In August 2019, Suleyman was placed on administrative leave following allegations of bullying employees. The company hired an external lawyer to investigate, and shortly thereafter Suleyman left to take a VP role at parent company Google. An email circulated by DeepMind's leadership to staff after the story broke, as well as additional details published by Business Insider, said Suleyman's "management style fell short" of expected standards.

In December 2019, Suleyman announced he would be leaving DeepMind to join Google, working in a policy role.

=== Inflection AI ===

Suleyman left Google in January 2022 and joined Greylock Partners as a venture partner and in March 2022, Suleyman co-founded Inflection AI, a new AI lab venture with Greylock's Reid Hoffman. The company was founded with the goal of leveraging "AI to help humans 'talk' to computers," recruited former staff from companies such as Google and Meta and raised $225 million in its first funding round.

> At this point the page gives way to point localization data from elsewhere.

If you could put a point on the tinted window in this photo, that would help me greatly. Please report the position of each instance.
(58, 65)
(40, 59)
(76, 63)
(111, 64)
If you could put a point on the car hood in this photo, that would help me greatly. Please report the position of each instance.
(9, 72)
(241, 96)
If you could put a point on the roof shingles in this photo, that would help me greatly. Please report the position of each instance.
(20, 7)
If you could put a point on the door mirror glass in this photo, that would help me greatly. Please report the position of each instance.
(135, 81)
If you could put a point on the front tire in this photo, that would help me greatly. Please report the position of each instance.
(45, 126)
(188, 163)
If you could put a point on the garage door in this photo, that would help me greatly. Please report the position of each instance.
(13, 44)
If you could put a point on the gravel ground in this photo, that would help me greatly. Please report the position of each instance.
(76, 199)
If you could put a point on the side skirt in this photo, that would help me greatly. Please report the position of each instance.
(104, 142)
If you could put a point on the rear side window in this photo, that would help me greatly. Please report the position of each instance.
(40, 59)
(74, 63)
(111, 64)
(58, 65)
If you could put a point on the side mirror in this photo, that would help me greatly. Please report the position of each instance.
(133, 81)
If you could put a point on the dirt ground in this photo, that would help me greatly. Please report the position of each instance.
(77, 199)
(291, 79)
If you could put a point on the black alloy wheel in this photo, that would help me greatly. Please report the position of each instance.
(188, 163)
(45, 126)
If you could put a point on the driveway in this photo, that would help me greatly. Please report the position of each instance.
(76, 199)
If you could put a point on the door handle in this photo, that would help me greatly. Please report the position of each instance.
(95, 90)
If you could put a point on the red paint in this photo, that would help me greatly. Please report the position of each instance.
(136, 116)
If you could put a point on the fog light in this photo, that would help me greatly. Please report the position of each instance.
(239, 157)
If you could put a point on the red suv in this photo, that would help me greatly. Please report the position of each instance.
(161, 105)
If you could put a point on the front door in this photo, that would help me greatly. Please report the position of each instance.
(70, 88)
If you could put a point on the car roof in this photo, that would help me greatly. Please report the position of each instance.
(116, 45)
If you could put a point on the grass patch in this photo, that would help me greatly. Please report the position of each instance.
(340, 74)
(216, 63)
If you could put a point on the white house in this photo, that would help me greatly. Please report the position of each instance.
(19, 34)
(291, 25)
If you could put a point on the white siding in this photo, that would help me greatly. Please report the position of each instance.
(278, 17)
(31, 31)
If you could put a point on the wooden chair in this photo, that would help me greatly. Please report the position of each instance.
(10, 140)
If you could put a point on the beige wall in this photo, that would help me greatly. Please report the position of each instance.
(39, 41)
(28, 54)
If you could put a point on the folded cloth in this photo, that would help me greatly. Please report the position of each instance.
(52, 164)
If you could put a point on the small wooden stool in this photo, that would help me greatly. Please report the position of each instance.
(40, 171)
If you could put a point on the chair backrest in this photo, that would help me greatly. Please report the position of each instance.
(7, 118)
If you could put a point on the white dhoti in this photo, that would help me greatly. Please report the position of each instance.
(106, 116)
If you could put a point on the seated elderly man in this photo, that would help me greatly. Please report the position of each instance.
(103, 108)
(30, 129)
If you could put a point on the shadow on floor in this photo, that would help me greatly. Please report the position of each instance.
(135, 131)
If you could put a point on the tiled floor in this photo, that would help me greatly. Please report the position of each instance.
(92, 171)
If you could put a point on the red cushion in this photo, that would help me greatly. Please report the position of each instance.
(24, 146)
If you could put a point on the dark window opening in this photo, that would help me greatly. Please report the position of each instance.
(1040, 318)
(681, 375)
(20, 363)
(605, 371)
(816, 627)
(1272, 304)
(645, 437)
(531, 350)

In 2023, Inflection AI launched a chatbot named “Pi” for Personal Intelligence. The bot “remembers” past conversations and seems to get to know its users over time. According to Suleyman, the long-term goal for Pi is to be a digital “Chief of Staff”, with the initial design focused on maintaining conversational dialogue with users, asking questions, and offering emotional support.

=== Microsoft AI ===
In March 2024, Microsoft appointed Suleyman as Executive Vice President (EVP) and CEO of its newly created consumer AI unit, Microsoft AI. Several members of Inflection AI's team were also appointed to the division, including co-founder Karen Simonyan.

===Awards and honours===
Suleyman was appointed a Commander of the British Empire (CBE) in the 2019 New Year Honours. Suleyman was named by Time as one of the 100 most influential people in artificial intelligence in 2023 and in 2024.

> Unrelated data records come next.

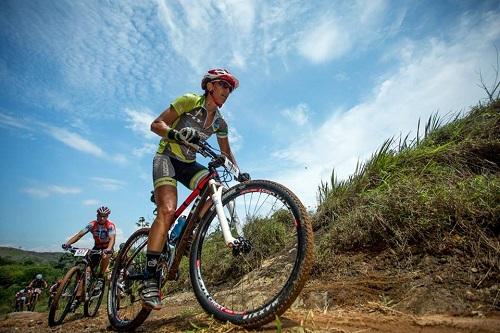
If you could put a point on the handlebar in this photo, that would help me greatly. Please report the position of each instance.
(218, 160)
(91, 251)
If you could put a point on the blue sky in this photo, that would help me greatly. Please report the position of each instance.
(323, 84)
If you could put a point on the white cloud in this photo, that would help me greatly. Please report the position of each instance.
(140, 122)
(48, 190)
(324, 40)
(146, 149)
(90, 202)
(299, 114)
(440, 76)
(9, 121)
(75, 141)
(109, 184)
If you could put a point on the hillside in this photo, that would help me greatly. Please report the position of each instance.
(417, 227)
(20, 256)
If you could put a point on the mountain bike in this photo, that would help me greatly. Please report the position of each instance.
(250, 252)
(81, 284)
(33, 299)
(21, 300)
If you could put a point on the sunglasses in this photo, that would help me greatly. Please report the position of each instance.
(225, 85)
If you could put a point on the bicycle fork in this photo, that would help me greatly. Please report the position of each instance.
(239, 244)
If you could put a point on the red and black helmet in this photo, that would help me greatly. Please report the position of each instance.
(219, 74)
(103, 211)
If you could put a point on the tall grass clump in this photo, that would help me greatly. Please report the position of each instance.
(438, 191)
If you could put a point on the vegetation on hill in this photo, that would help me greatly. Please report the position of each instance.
(437, 195)
(18, 268)
(428, 206)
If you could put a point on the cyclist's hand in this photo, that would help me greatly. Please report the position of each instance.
(243, 177)
(189, 135)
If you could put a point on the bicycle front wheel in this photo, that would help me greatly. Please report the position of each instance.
(249, 288)
(64, 297)
(95, 293)
(125, 311)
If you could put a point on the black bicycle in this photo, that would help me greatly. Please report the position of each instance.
(81, 284)
(250, 252)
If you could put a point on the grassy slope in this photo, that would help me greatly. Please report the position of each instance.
(437, 197)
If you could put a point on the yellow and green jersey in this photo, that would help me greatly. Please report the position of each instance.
(191, 112)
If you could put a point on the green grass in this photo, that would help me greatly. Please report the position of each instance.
(420, 193)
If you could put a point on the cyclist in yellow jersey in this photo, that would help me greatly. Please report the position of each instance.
(188, 118)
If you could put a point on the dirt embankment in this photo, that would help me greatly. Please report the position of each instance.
(313, 312)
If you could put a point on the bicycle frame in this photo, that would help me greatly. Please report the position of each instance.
(207, 187)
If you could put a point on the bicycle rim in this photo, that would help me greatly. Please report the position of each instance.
(94, 298)
(64, 297)
(125, 311)
(250, 289)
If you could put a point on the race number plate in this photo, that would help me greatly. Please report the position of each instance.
(81, 252)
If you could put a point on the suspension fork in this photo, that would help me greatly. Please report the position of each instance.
(217, 202)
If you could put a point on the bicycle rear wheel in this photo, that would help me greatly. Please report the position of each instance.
(64, 297)
(125, 311)
(94, 297)
(250, 289)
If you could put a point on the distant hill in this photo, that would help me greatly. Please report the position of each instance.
(21, 256)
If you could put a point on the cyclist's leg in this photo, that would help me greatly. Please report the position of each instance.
(190, 175)
(104, 266)
(165, 192)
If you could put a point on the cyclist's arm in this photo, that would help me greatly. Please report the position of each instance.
(226, 149)
(111, 242)
(163, 123)
(77, 237)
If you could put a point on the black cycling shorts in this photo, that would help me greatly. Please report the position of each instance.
(168, 170)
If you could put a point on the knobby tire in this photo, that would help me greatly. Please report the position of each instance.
(219, 280)
(66, 281)
(123, 261)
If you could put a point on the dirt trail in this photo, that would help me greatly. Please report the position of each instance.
(180, 315)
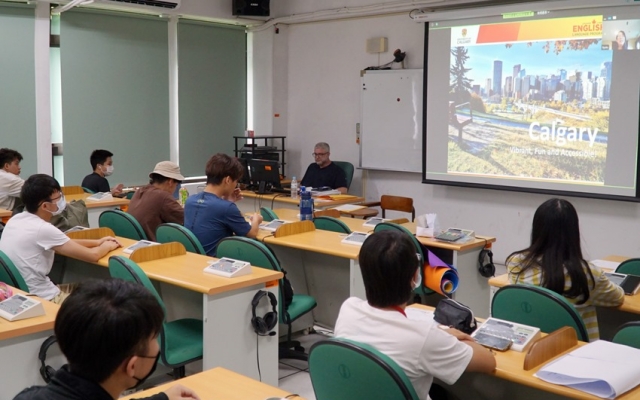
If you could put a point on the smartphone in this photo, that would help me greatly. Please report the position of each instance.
(493, 342)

=== Views on AI ethics ===
Suleyman is prominent in the debate over the ethics of AI and has spoken widely about the need for companies, governments and civil society to join in holding technologists accountable for the impacts of their work. He has advocated redesigning incentives in the technology industry to steer business leaders toward prioritising social responsibility alongside their fiduciary duties. Within DeepMind he set up a research unit called DeepMind Ethics & Society to study the real-world impacts of AI and help technologists put ethics into practice.

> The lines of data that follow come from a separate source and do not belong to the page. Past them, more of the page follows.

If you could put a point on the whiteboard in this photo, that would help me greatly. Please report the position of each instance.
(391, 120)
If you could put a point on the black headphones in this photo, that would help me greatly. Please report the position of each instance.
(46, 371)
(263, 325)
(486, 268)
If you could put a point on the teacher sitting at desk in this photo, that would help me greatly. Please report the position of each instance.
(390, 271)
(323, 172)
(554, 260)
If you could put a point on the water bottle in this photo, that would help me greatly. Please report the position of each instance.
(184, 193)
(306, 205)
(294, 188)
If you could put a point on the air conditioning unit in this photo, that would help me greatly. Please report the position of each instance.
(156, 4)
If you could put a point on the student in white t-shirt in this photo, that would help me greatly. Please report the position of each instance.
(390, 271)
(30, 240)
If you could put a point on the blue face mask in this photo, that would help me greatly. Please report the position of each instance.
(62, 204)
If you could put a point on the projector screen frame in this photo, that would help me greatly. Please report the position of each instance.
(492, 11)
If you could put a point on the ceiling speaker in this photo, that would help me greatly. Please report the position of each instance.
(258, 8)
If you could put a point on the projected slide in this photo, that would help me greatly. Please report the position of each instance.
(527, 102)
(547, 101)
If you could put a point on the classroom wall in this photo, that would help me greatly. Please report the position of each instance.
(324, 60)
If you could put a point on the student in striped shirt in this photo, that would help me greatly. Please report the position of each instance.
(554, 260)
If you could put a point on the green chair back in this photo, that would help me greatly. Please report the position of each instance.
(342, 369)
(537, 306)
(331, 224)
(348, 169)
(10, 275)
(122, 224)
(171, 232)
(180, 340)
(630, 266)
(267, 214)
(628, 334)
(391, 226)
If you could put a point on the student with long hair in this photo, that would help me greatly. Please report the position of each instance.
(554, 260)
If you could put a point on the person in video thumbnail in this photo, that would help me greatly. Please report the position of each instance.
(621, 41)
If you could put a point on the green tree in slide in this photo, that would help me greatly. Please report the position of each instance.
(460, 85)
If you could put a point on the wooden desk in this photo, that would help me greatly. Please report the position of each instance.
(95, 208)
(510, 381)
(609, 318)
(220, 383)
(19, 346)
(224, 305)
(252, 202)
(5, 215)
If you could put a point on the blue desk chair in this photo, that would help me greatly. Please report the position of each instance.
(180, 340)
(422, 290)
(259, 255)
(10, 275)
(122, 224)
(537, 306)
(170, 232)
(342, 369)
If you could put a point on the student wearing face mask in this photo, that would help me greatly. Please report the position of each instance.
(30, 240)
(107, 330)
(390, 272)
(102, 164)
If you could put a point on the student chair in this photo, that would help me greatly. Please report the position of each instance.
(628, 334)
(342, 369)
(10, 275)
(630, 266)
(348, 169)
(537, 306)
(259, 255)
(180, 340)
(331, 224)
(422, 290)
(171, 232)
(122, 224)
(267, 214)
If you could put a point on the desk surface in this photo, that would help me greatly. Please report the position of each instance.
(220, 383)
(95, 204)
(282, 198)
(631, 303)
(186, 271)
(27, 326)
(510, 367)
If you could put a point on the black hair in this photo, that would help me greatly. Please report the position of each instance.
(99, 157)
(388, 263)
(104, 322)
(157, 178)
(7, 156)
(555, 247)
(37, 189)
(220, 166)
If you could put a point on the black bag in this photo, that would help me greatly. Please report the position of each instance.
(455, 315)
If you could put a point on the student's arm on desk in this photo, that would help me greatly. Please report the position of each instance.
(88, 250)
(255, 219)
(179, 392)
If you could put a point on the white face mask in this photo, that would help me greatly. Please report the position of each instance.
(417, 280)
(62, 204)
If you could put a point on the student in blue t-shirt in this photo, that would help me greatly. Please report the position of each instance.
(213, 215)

Suleyman is also a founding co-chair of the Partnership on AI – an organisation that includes representatives from companies such as Amazon, Apple, DeepMind, Meta, Google, IBM, and Microsoft. The organisation studies and formulates best practices for AI technologies, advances the public's understanding of AI, and serves as an open platform for discussion and engagement about AI and how it affects people and society. Its board of directors has equal representation from non-profit and for profit entities.

In September 2023, Suleyman, in collaboration with researcher Michael Bhaskar, published The Coming Wave, Technology, Power and the 21st Century's Greatest Dilemma, a book that examines the transformative and potentially perilous impact of advanced technologies, particularly AI and synthetic biology. According to Suleyman, AI notably has the potential to bring "radical abundance", address climate change and empower people with its cheap problem-solving capabilities. But it may also improve its own design and manufacturing processes, leading to a period of dangerously rapid AI progress. And it could enable catastrophic misuse, from bioengineered pathogens to autonomous weapons, making global oversight and containment essential to avoid unintended consequences. It was shortlisted for the 2023 Financial Times Business Book of the Year Award.

In June 2024, in an interview with Andrew Ross Sorkin at the Aspen Ideas Festival, Suleyman expressed the view that unless a website explicitly specifies otherwise, for "content that is already on the open web, the social contract of that content since the 90s has been that it is fair use. Anyone can copy it, recreate with it, reproduce with it. That has been freeware, if you like. That's been the understanding." The statement sparked controversy over the use of Internet data for training AI models.

== Personal life ==
A Business Insider profile in 2017 described Suleyman as being liberal.